New Method Could Help Identify Disease-Related Genes, Pathways

ziv_bar-joseph_2011_016.jpgCarnegie Mellon University computer scientists have taken a deep learning method that has revolutionized face recognition and other image-based applications in recent years and redirected its power to explore the relationship between genes.

The trick, they say, is to transform massive amounts of gene expression data into something more image-like. Convolutional neural networks (CNNs), which are adept at analyzing visual imagery, can then infer which genes are interacting with each other. The CNNs outperform existing methods at this task.

The researchers’ report on how CNNs can help identify disease-related genes and developmental and genetic pathways that might be targets for drugs is being published today in the Proceedings of the National Academy of Science. But Ziv Bar-Joseph, professor of computational biology and machine learning, said the applications for the new method, called CNNC, could go far beyond gene interactions.

The new insight described in the paper suggests that CNNC could be similarly deployed to investigate causality in a wide variety of phenomena, including financial data and social networking, said Bar-Joseph, who co-authored the paper with Ye Yuan, a post-doctoral researcher in CMU’s Machine Learning Department.

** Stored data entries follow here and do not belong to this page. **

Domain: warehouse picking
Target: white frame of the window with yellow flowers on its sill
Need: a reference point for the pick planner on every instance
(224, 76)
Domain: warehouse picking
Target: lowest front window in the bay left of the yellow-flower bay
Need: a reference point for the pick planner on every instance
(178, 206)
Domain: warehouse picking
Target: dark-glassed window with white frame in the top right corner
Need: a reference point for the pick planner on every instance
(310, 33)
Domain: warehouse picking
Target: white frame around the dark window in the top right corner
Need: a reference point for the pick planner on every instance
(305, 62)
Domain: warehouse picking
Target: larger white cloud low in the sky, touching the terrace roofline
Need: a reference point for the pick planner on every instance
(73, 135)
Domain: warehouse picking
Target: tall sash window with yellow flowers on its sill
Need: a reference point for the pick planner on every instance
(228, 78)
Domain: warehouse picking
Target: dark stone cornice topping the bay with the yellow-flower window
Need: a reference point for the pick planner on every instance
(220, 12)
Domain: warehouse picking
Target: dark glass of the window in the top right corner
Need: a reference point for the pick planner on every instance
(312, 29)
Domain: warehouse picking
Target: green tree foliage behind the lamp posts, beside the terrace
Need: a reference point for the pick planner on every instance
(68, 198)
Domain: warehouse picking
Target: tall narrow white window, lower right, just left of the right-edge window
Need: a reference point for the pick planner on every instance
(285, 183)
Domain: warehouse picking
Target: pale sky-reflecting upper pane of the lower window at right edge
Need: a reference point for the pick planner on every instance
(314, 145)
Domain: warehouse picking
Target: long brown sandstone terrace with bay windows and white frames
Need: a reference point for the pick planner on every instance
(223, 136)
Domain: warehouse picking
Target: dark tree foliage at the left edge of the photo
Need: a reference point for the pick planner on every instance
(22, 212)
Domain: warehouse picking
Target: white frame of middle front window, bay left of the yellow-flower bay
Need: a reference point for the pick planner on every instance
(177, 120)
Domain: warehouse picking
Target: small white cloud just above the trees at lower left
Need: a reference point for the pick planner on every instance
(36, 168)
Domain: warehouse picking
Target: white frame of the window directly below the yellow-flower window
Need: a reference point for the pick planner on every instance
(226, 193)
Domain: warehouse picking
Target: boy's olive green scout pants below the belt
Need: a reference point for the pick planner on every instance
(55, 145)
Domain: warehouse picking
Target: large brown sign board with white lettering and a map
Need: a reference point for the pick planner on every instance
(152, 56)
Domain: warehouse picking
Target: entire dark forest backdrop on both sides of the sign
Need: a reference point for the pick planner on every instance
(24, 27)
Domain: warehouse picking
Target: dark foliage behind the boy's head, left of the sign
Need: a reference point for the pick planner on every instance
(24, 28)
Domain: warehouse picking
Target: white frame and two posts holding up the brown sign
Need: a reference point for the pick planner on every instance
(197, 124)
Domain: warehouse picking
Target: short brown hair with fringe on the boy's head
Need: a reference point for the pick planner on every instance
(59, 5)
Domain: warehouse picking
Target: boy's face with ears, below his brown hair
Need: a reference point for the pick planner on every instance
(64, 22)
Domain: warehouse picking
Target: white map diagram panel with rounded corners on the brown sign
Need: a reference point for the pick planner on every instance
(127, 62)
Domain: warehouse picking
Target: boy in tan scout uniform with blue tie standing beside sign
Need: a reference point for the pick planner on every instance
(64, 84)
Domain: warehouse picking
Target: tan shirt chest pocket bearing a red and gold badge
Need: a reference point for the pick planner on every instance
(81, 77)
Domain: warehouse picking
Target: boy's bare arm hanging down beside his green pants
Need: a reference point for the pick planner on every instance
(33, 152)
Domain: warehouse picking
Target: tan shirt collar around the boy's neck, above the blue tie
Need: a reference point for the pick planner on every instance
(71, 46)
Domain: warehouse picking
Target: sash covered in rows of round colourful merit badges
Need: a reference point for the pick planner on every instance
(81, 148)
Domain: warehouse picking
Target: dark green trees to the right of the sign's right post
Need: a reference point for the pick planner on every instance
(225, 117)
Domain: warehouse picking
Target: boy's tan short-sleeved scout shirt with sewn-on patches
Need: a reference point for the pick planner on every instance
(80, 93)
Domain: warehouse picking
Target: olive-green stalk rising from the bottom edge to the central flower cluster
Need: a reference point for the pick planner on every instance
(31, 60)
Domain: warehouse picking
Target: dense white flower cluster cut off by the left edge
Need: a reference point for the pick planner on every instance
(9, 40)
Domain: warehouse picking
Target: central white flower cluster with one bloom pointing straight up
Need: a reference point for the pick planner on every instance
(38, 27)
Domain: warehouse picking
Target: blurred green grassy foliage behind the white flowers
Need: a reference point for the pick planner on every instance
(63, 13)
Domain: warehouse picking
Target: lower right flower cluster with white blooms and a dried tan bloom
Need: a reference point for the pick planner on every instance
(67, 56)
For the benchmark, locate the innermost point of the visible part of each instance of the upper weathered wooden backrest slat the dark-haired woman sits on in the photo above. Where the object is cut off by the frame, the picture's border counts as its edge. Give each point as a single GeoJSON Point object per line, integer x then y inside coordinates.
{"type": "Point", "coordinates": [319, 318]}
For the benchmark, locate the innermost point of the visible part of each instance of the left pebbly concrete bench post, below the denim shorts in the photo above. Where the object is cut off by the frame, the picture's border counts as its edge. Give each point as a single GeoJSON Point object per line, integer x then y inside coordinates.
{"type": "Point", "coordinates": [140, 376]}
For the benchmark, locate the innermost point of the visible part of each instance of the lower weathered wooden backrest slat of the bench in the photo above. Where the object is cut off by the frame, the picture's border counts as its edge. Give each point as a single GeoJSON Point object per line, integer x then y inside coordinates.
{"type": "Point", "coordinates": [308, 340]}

“CNNs, which were developed a decade ago, are revolutionary,” Bar-Joseph said. “I’m still in awe of Google Photos, which uses them for facial recognition,” he added as he scrolled through photos on his smartphone, showing how the app could identify his son at different ages, or identify his father based on an image of the rear right side of his head. “We sometimes take this technology for granted because we use it all the time. But it’s incredibly powerful and is not restricted to images. It’s all a matter of how you represent your data.”

In this case, he and Yuan were looking at gene relationships. The approximately 20,000 genes in humans work in concert, so it’s necessary to know how genes work together in complexes or networks to understand human development or diseases.

One way to infer these relationships is to look at gene expression — which represents the activity levels of genes in cells. Generally, if gene A is active at the same time gene B is active, that’s a clue that the two are interacting, Yuan said. Still, it’s possible that this is a coincidence or that both are activated by a third gene C. Several previous methods have been developed to tease out these relationships.

To employ CNNs to help analyze gene relationships, Yuan and Bar-Joseph used single-cell expression data — experiments that can determine the level of every gene in a single cell. The results of hundreds of thousands of these single-cell analyses were then arranged in the form of a matrix or histogram so that each cell of the matrix represented a different level of co-expression for a pair of genes.

Presenting the data in this way added a spatial aspect that made the data more image-like and, thus, more accessible to CNNs. By using data from genes whose interactions already had been established, the researchers were able to train the CNNs to recognize which genes were interacting and which weren’t based on the visual patterns in the data matrix, Yuan said.

“It’s very, very hard to distinguish between causality and correlation,” Yuan said, but the CNNC method proved statistically more accurate than existing methods. He and Bar-Joseph anticipate CNNC will be one of several techniques that researchers will eventually deploy in analyzing large datasets.

“This is a very general method that could be applied to a number of analyses,” Bar-Joseph said. The main limitation is data — the more data there is, the better CNNs work. Cell biology is well-suited for using CNNC, as a typical experiment can involve tens of thousands of cells and generate a massive amount of data.

The National Institutes of Health, the National Science Foundation and the James S. McDonnell Foundation supported this research.